Shawn looked up at her, expression incredulous.
She pushed on, meeting his gaze without blinking. “Clearly you don't need to see the future to be good at what you do, Shawn. Your record speaks to that.”
“This is different,” Shawn said, voice barely a whisper.
“How?” she prompted.
Frustration rippled across his face and Shawn looked away, his fingers seeking out the frayed edge of his make-shift sling and starting to tug at the loose strings there. “Usually...usually there's a puzzle, Jules. Something to figure out, a bunch of stuff that doesn't make sense. Stuff that I can make sense out of. This—“ His fingers pinched harder at the stubborn threads, fingernails going white. “There's nothing to figure out. Just—waiting.”
Juliet was trying to figure out how to respond to that when Lassiter spoke up from where he'd settled onto the arm of the couch, long legs crossed at the ankles and pointed toward them.
“Spencer, why do you call me when you've gone and done something really stupid that ends with you staring down the barrel of a gun?”
The question seemed completely out of left field, but Shawn's eyes flicked up, fingers going still. He and Lassiter stared at one another for a long moment.
“Well?” Lassiter finally said, a trace of his usual impatience creeping into his voice.
“Because you're the last person I want to talk to if I'm going to die?” Shawn said finally and it took Lassiter's eye roll to realize that that had been a joke. A real joke.
“Exactly,” Lassiter drawled and she was amazed to see the faintest hint of a smile at the corner of Shawn's mouth. She looked between them, having no idea what had just passed between them, but the effects were obvious enough. The stiffness in Shawn's body had eased out, draining the room of tension in mere seconds.

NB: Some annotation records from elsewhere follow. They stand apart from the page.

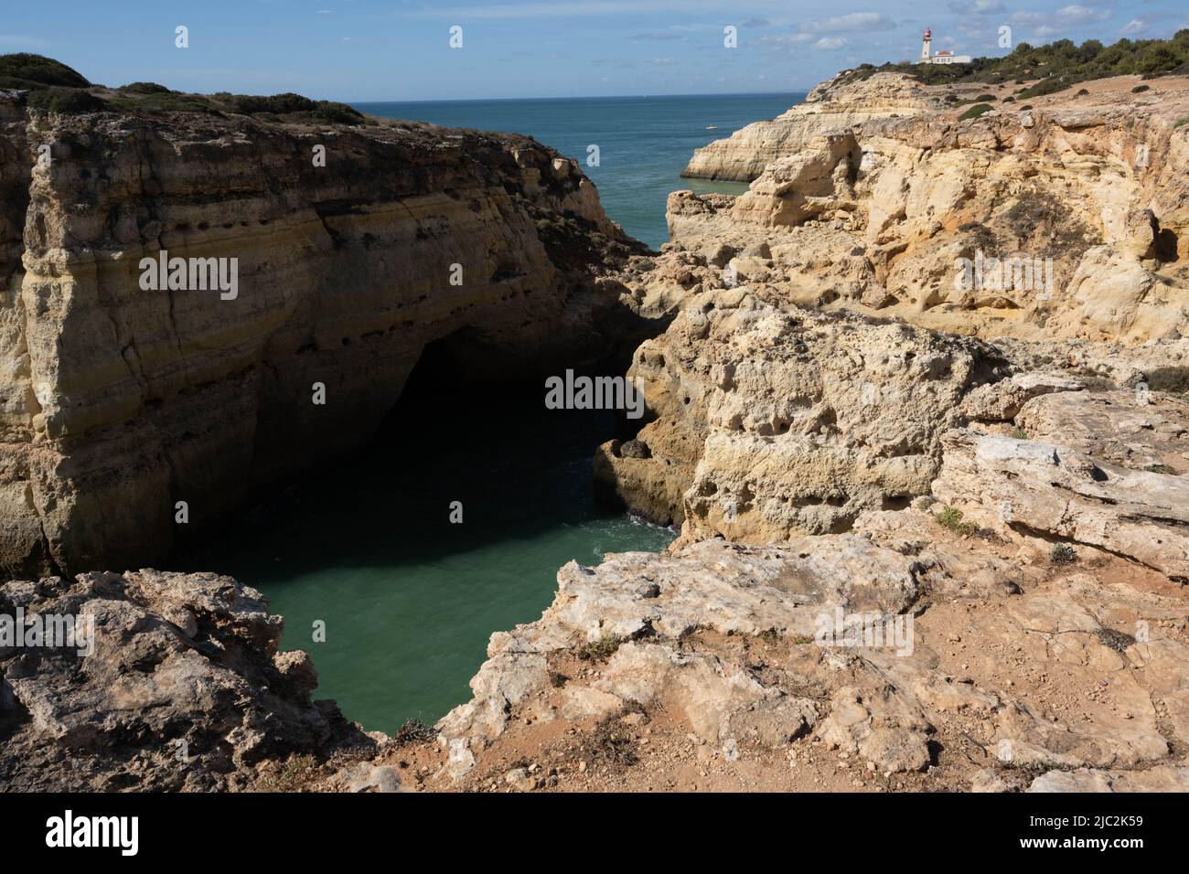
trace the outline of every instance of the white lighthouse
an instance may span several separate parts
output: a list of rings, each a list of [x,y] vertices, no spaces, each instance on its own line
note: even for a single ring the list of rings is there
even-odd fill
[[[923,64],[968,64],[970,63],[969,55],[955,55],[948,49],[942,49],[936,55],[931,54],[930,49],[933,45],[933,31],[929,27],[925,29],[925,38],[920,43],[920,62]]]

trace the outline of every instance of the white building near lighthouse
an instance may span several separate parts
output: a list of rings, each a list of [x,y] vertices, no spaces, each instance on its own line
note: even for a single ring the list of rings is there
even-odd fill
[[[942,49],[936,55],[930,52],[933,45],[933,31],[929,27],[925,29],[925,39],[920,44],[920,61],[923,64],[968,64],[971,58],[969,55],[955,55],[948,49]]]

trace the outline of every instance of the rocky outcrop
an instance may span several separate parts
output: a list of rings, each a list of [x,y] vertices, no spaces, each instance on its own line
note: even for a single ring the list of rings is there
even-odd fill
[[[963,398],[1006,372],[977,340],[706,291],[629,371],[655,415],[647,453],[606,444],[596,476],[694,540],[842,532],[927,493]]]
[[[1138,345],[1189,332],[1189,78],[814,131],[737,197],[669,196],[673,246],[738,283],[950,333]]]
[[[1179,478],[1077,460],[989,421],[1112,396],[1044,373],[970,392],[983,421],[942,439],[927,510],[567,565],[537,622],[492,636],[472,700],[438,725],[426,786],[493,788],[515,761],[517,791],[668,775],[682,788],[1183,791],[1184,545],[1157,495]],[[1126,433],[1112,422],[1128,427],[1105,420],[1102,445]],[[1009,489],[1031,497],[992,514]],[[1092,498],[1094,520],[1078,503]],[[1146,546],[1127,536],[1140,527]],[[558,737],[579,740],[537,740]]]
[[[819,133],[872,119],[917,115],[940,106],[930,89],[899,73],[845,83],[844,74],[811,90],[804,103],[770,121],[754,121],[698,149],[682,176],[750,182],[772,162],[804,149]]]
[[[6,791],[237,790],[292,754],[375,753],[333,702],[310,702],[309,656],[278,652],[281,617],[228,577],[11,581],[0,617]],[[67,621],[77,635],[52,636]]]
[[[367,438],[428,344],[478,381],[634,337],[596,279],[637,244],[528,138],[15,100],[0,120],[10,573],[162,560]],[[146,290],[166,252],[234,262],[235,289]]]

She turned, trying to catch Lassiter's eye, but he was stretching, a grimace crossing his face as his shoulder popped, the moment already gone.
Looking at a newly relaxed Shawn, she decided it was worth the risk and reached out to brush his knee. “I'm pretty sure I saw The Breakfast Club on demand...” She tipped her head invitingly toward the plush sofa, leaving the invitation unspoken.
Shawn glanced out the window, staring out for just a moment longer and then turned back to her, meeting her eyes. “Did Buzz bring pudding pops?”
Juliet smiled and let out the breath she'd been holding. They were going to be okay. She and Lassiter could get him through this.